Since taking office in 2010, Landrieu has promised to address what is perhaps the city’s most vexing problem: a stubborn murder rate. Food, fun and festivals, for which the city is known, are accompanied by the reality that homicides resulting from firearms is an ever-present danger in New Orleans. Landrieu, during his opening address on December 8, noted that over the past three decades “more New Orleans residents have died from gun deaths than in World War II, Vietnam, Iraq and Afghanistan.”
“We spend $70 billion each year on corrections,” Landrieu said, noting national spending statistics. “We spend $13,000 each year per pupil, while spending $30,000 each year per incarcerated person.” Landrieu repeated the often-used phrase of “Black lives matter” during his address and lamented the “evil notion” that deaths in Black neighborhoods are the results of “just thugs killing thugs.” Landrieu said the characterization of the deaths in Black areas of the city are untrue—“that’s a lie.”
Other speakers at the symposium included New Orleans police superintendent, Michael Harrison, who said officers are not only focused on “crime prevention, but, instead, community engagement.” Harrison described efforts to provide officers with another way to interact with city residents. “We are now in a trust-building phase to address past stains between the department and residents.” Harrison said that includes a new charge to officers to serve the city through community service, including “putting on gloves” to aid trash removal and serving at local soup kitchens for the needy. “We are looking for officers who are willing to embrace the idea that policing has changed,” he said.

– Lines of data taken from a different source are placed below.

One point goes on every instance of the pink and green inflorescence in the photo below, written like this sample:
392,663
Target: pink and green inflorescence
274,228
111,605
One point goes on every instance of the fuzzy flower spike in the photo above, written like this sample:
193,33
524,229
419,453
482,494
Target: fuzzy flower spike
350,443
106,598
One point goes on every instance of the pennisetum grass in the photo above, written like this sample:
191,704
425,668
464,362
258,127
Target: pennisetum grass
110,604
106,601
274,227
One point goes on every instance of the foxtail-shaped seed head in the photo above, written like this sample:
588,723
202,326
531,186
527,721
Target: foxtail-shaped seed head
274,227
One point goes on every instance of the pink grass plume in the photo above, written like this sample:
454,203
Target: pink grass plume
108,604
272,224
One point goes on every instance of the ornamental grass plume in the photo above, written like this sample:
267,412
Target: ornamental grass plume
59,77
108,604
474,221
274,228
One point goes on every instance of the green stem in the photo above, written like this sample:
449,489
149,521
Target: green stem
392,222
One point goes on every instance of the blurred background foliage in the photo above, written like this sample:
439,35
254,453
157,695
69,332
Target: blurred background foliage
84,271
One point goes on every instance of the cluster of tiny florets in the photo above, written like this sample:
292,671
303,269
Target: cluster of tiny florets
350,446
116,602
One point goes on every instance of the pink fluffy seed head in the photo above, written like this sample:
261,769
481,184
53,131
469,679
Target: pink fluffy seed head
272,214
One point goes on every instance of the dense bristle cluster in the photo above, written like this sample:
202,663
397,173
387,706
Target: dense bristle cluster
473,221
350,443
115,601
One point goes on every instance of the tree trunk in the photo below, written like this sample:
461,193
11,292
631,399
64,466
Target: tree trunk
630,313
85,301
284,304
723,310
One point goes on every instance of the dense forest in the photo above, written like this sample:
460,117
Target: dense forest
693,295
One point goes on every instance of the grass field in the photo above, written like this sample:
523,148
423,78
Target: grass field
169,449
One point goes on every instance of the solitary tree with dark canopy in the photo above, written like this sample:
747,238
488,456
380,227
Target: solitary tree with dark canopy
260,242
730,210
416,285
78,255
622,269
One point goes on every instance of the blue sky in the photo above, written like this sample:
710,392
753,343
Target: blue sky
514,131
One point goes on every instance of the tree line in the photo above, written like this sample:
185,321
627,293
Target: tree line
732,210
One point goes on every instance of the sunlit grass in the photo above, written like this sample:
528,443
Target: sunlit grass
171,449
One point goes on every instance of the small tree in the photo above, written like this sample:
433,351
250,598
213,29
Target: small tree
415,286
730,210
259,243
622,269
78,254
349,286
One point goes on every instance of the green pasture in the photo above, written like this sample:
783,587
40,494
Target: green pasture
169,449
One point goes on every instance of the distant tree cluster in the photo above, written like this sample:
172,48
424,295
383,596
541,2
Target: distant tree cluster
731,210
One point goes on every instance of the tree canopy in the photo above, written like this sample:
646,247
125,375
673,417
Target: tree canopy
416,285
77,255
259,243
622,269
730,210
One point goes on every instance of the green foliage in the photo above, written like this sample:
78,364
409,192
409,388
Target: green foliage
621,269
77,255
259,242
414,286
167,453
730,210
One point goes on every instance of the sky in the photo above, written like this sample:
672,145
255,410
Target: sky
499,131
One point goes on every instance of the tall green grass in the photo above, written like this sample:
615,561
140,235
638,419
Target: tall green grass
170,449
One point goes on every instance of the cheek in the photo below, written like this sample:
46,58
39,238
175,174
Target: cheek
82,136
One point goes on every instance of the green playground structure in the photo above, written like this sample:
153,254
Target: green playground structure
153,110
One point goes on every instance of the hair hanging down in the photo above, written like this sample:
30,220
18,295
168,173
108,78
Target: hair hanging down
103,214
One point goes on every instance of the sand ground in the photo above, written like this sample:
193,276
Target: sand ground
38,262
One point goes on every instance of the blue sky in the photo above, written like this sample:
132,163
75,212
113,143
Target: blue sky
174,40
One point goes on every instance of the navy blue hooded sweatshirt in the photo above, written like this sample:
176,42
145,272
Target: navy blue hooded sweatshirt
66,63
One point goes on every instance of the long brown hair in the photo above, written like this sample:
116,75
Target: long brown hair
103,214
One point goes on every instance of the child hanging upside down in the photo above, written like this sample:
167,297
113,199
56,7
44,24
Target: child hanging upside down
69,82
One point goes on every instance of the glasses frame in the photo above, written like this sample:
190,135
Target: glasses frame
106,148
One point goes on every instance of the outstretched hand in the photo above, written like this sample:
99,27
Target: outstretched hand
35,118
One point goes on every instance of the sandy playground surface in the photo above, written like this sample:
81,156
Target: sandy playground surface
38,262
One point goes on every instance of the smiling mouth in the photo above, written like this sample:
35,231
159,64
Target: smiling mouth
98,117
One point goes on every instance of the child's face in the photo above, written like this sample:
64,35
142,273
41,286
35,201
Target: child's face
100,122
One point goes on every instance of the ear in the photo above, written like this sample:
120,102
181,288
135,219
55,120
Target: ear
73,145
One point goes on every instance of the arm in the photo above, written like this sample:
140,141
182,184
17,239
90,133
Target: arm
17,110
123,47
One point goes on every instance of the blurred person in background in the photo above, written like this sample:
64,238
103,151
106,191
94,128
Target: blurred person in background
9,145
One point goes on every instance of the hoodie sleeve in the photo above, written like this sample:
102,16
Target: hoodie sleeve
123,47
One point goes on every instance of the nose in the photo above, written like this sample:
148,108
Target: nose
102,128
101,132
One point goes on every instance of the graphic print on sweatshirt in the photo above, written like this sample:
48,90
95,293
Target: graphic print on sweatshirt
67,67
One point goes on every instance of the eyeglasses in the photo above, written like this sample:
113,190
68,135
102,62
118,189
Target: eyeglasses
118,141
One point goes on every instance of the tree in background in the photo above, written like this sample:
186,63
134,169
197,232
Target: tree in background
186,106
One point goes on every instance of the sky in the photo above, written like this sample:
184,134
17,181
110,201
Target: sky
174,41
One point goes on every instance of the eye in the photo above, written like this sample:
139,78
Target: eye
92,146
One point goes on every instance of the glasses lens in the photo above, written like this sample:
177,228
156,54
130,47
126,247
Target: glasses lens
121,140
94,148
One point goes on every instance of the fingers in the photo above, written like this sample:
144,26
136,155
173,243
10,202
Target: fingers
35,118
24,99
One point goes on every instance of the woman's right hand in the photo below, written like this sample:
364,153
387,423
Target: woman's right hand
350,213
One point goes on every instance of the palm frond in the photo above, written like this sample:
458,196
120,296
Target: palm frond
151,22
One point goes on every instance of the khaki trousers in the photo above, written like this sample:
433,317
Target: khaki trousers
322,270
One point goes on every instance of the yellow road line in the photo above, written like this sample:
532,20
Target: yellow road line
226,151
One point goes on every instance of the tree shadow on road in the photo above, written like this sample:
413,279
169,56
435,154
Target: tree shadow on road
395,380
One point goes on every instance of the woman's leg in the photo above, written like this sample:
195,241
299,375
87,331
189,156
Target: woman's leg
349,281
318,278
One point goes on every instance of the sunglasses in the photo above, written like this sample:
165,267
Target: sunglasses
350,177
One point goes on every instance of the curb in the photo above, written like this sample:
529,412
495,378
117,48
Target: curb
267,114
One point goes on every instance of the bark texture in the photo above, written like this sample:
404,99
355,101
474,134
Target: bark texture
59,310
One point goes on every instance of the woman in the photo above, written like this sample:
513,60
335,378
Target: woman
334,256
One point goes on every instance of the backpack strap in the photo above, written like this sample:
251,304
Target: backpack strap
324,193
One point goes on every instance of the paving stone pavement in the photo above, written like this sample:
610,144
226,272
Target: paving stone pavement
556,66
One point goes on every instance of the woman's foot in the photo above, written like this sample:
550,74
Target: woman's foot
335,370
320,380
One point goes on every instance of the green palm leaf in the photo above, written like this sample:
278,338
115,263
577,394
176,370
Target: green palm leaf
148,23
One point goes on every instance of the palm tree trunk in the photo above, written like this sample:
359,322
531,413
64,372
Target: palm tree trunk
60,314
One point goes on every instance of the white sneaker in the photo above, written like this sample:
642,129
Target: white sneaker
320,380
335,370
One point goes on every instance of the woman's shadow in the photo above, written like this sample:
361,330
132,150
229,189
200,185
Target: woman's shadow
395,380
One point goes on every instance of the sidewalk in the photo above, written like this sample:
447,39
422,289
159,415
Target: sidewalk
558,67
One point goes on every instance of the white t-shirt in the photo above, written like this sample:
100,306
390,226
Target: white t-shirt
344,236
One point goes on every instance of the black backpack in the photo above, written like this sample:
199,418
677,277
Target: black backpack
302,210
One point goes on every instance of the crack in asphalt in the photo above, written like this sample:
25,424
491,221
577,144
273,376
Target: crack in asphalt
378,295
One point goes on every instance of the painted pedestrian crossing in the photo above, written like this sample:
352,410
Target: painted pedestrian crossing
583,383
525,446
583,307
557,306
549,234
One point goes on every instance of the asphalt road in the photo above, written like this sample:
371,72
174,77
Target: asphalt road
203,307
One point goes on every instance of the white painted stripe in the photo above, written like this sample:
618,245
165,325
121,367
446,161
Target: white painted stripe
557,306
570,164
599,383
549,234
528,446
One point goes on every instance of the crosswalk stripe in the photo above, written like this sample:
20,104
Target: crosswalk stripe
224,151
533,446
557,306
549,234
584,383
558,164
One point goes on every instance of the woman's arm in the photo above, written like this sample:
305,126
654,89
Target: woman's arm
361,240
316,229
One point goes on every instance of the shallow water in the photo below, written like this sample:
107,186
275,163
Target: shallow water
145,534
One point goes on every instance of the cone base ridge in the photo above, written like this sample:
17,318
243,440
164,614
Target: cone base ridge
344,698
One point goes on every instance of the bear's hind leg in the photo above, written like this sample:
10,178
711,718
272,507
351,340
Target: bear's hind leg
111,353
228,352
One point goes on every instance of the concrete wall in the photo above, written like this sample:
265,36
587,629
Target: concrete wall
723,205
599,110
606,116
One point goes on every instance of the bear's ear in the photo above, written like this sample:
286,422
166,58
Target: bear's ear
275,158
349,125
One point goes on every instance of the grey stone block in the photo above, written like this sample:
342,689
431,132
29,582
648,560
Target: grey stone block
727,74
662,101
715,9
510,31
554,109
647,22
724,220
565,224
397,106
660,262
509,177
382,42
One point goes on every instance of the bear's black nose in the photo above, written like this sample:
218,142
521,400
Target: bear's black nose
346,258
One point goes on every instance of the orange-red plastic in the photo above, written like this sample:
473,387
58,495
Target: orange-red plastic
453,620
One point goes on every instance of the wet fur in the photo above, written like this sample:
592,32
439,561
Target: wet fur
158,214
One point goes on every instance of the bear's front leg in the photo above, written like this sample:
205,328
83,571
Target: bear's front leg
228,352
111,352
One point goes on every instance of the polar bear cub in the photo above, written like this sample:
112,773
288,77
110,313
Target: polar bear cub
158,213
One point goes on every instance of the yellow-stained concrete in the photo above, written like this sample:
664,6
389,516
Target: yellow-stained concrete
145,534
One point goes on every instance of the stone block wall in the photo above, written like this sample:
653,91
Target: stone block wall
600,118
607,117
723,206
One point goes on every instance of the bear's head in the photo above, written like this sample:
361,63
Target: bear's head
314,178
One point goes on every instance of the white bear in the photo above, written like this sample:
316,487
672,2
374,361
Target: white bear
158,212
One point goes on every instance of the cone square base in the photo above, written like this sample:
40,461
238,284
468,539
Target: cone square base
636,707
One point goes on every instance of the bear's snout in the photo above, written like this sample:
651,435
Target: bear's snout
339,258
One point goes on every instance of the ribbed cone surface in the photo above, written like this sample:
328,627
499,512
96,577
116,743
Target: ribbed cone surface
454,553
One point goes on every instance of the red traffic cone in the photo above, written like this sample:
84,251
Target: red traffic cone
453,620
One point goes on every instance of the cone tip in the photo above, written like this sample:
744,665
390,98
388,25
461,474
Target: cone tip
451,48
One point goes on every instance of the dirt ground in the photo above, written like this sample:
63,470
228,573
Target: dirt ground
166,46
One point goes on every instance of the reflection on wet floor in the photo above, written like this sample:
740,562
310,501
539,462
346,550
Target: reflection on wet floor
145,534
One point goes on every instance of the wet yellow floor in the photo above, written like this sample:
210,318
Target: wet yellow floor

Sessions during the event included a discussion on approaches to public health; addressing the city’s murder rate; life outcomes for Black men and boys; and a review of job opportunities for young men. Although 43 percent of Black males in New Orleans are formerly incarcerated—amounting to more than 300 men returning to the city each month from prison—nearly 60 percent of area men are without criminal backgrounds, according to the city’s office for reentry services. “Twenty-six percent of local men are looking for professional jobs,” said James Logan, a City Hall reentry services manager. “Another 29 percent are looking for careers in manual jobs.” But despite the search for jobs Black men come up short.
Just 50 percent of Black men who submit job applications receive return phone calls, something Logan said is the result of a natural bias in hiring. “We tend to hire people who look like us,” he said, despite the 73 percent of Black men who possess a high school diploma or college degree. But obstacles outside of race can hinder a job search, including the 52 percent of males who are without personal vehicles.
No easy solutions exist in solving the bias in job hiring, Logan said. Yet better career paths are believed to be an aid in helping to drive down the city’s recalcitrant murder rate, something which one symposium attendee called an opportunity to “hope that we can raise our children without burying them.”